# Form factor - spherically symmetric

1. Nov 26, 2006

### Max Eilerson

1) Use the fact that the form factor, F(q), is the Fourier transform of the normalised charge distribution p(r), which in the spherically symmetric case gives
,

$$F(q) = \int \frac{4\pi\hbar r}{q}p(r)sin(\frac{qr}{\hbar}) dr$$

to find an expression for F(q) for a simple model of the proton considered as a uniform spherical charge distribution of radius R.

This just means I can use coulomb's law as an expression for p(r). $$p(r) = \frac{q}{4\pi\epsilon_0R}$$ ?

Last edited: Nov 26, 2006
2. Nov 27, 2006

### OlderDan

I take this to mean

$$\rho(r) = \frac{q}{V} = \frac{3q}{4 \pi R^3}$$ for r < R and zero elsewhere.

3. Nov 27, 2006

### Max Eilerson

Thanks :).
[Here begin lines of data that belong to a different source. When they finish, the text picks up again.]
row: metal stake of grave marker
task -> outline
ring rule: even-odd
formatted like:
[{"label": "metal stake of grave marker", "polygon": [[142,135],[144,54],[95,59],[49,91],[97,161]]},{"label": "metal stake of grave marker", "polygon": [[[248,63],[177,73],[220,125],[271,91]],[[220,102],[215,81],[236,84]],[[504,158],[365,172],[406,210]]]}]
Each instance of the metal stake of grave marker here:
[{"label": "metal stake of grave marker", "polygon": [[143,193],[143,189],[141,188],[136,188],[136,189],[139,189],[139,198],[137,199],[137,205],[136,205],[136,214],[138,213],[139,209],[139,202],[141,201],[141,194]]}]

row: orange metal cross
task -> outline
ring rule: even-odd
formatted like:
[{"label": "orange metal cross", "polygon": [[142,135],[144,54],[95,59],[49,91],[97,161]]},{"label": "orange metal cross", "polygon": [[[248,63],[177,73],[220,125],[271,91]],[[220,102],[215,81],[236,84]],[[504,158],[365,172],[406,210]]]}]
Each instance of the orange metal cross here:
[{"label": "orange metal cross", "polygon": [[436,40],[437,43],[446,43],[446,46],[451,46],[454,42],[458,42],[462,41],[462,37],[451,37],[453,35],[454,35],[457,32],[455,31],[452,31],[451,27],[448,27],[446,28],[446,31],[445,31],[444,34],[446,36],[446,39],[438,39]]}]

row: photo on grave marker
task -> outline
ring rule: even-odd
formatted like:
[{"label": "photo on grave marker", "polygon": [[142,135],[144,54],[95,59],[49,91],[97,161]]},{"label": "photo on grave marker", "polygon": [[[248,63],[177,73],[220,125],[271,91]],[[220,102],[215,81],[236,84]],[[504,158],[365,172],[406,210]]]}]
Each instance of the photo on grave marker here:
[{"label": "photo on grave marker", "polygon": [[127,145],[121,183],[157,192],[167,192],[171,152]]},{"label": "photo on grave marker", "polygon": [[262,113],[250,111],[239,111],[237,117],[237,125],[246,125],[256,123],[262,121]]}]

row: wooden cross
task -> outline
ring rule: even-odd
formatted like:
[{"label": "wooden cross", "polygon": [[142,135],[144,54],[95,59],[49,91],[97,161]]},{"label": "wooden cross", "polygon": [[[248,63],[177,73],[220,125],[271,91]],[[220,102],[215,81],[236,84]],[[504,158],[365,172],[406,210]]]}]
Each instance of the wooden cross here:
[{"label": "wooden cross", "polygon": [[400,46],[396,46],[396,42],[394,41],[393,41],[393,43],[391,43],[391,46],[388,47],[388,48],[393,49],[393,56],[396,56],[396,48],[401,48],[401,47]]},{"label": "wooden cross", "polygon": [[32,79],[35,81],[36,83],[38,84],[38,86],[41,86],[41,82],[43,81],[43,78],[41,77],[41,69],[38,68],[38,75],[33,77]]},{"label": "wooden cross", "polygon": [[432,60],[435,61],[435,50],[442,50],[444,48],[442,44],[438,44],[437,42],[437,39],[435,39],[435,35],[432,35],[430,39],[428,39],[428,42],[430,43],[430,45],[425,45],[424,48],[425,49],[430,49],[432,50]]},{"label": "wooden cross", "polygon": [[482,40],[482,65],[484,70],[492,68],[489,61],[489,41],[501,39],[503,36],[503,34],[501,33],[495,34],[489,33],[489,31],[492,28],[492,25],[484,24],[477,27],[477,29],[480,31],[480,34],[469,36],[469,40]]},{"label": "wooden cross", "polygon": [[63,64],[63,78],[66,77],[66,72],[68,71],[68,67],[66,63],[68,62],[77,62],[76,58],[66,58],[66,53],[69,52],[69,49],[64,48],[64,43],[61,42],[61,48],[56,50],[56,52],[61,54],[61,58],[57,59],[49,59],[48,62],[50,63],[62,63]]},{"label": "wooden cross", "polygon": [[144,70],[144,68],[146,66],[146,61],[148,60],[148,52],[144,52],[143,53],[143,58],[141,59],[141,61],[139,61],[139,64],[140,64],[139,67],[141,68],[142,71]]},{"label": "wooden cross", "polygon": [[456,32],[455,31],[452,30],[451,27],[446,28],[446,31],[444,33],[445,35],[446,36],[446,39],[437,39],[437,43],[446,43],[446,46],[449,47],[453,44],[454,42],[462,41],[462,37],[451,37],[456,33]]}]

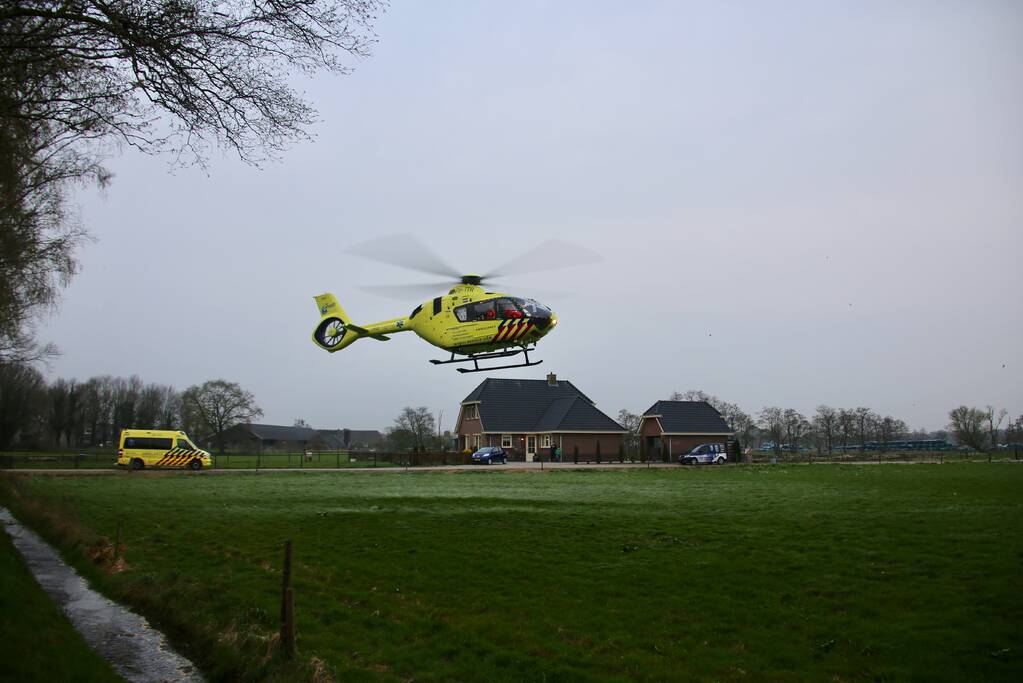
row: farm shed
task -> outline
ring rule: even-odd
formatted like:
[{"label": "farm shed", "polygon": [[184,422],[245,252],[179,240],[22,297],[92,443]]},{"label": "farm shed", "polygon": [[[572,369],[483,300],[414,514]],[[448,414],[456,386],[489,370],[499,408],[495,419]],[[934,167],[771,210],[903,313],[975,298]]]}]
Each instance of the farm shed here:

That's is what I was thinking after I posted. Don't see many $$\epsilon_0$$ floating around in these things.

Last edited: Nov 27, 2006
4. Nov 27, 2006

### Meir Achuz

You know it has nothing to do with Coulomb's law.

5. Dec 5, 2006

### Max Eilerson

So I evaulated the integral with $$\rho(r) = \frac{3e}{4 \pi R^3}$$
q = momentum transfer, e = proton charge.
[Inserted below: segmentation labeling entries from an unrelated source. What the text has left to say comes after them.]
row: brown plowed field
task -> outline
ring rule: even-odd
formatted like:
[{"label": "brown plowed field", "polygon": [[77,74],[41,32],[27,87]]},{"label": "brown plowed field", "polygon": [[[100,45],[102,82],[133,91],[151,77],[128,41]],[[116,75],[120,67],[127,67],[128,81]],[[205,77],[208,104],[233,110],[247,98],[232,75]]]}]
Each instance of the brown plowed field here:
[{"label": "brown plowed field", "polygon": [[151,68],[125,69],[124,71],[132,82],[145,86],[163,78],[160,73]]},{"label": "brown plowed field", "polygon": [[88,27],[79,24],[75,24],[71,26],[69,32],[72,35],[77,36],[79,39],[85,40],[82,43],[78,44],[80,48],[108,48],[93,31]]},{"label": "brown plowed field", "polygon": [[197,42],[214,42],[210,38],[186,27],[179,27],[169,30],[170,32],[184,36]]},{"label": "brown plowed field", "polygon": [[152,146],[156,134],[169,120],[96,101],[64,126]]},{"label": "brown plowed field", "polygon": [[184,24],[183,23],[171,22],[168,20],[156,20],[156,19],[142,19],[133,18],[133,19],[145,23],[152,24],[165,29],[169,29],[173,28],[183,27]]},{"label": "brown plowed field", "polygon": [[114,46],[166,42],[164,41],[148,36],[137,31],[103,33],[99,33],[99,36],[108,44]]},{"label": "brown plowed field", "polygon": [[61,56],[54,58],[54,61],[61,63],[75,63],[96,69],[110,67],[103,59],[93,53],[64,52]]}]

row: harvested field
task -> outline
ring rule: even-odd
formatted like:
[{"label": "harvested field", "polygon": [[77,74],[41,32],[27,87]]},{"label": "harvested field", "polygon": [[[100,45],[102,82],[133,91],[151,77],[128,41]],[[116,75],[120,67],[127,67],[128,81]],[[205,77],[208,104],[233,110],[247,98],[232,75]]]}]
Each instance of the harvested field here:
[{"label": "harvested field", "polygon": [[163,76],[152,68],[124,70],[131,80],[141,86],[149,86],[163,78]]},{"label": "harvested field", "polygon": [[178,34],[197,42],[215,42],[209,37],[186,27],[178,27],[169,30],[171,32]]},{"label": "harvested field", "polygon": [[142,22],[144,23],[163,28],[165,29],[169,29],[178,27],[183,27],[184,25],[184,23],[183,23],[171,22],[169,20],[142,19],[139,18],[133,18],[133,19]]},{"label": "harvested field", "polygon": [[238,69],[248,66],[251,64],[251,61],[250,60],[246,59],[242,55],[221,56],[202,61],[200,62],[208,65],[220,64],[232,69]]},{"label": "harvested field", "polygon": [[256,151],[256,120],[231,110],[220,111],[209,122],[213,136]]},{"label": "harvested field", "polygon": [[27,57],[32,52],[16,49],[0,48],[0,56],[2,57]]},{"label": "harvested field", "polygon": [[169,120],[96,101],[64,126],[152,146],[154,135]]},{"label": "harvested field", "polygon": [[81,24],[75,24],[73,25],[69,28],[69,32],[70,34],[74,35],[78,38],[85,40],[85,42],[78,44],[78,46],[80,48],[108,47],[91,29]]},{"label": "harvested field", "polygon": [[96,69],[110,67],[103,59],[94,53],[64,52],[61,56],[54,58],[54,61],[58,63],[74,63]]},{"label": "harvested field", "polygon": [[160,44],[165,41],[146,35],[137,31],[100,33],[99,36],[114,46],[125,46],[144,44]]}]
$$\frac{3e\hbar^2(\hbar\sin[\frac{qr}{\hbar}] - qr\cos[\frac{qr}{\hbar}])}{q^3 R^3} + C$$
Evaluated between R and 0, (F(q) = 0 between R and infinity since p(r) = 0.)
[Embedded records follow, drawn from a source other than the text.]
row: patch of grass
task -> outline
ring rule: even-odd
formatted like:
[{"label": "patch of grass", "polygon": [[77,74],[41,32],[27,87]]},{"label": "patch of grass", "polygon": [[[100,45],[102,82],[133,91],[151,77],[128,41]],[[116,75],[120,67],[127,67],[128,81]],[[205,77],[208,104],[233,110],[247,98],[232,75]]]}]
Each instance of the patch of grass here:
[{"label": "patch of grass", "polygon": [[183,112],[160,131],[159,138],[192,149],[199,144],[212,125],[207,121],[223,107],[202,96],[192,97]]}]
$$F(q) = \frac{3e\hbar^2(\hbar\sin[\frac{qR}{\hbar}] - qR\cos[\frac{qR}{\hbar}])}{q^3 R^3}$$

It asks me to show that for $$\fracq{qR}{\hbar} << 1$$ the form factor reduces to 1, i'm not seeing how the charge e can disappear here

Last edited: Dec 5, 2006
6. Dec 5, 2006

### OlderDan

What does normalised charge distribution mean?

I wonder if that means you should be dividing by a factor something like

$$\int \rho(r) dr$$

which would remove the quantity of charge from the calculation

7. Dec 5, 2006

8. Dec 5, 2006

### Max Eilerson

$$1 = \int \rho(r) d^3r$$

9. Dec 5, 2006

### OlderDan

I like that even better. I even wrote my integral that way at first and changed it because yours just had the r integral.